Vavilov recognized the importance of these genetic variations and spent three decades in identifying, collecting and storing seeds from all over the world in his Institute of Plant industry in St. Petersburg, Russia (later Leningrad, then Stalingrad in the Soviet Union; Petersburg again today in the Russian Federation). He looked at his collection as a savings account, a bank deposit of genetic diversity to be drawn upon in the development of new crop varieties. The idea caught on and there are about 1,400 seed banks around the world today. The three largest ones include the Millenium Seed Bank in London, the Svalbard Global Seed Bank in Norway, and Vavilov’s seed bank in Russia. Other smaller, more specialized centers are the International Center for Tropical Agriculture (cassava, beans) in Coli, Colombia; the International Potato Center in Lima, Peru; the International Institute for Tropical Agriculture (cowpea, yams, soybeans) in Nigeria; and The International Rice Research Institute in the Philippines, which houses about 100,000 rice samples in its gene bank collection.
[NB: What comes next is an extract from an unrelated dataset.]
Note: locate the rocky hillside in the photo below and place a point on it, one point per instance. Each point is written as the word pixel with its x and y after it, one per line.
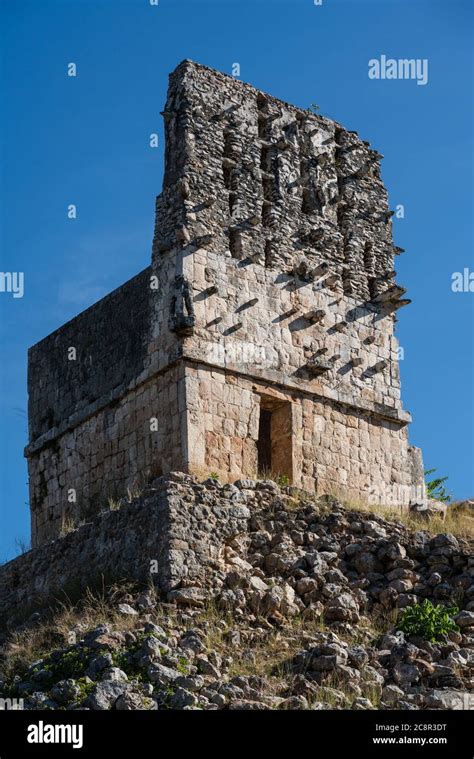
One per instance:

The Millenium Seed Bank in England is by far the largest repository of plant samples, consisting of about 100 times more specimens than the one in Norway. The Svalbard Seed Bank opened in 2008 in a converted old mine near the Arctic Circle. A joint venture between the Global Crop Diversity Trust, the Consultive Group on International Agriculture, the Norwegian government, and private donors, 400,000 seed samples, representing about one-third of the world’s most important food crop varieties, are housed in a climate-controlled, earthquake- and nuclear bomb-proof facility. Seeds are classified as “orthodox” or “recalcitrant.” Orthodox seeds can stay viable for very long periods of time. For example, date palm seeds as old as 2,000 years have been successfully germinated and there is a recent report from Russia that 32,000 year-old seeds from the permafrost of Siberia have been found to be viable. Recalcitrant seeds can not be maintained for long periods and must be continuously grown and harvested. Either way, these so-called gene banks represent food security for a hungry world. These natural sources of variation are likely to represent the most important savings accounts for the foreseeable future. The seed banks guard something far more precious than gold or money: they are the depositories of sustenance on which humans and other animals depend.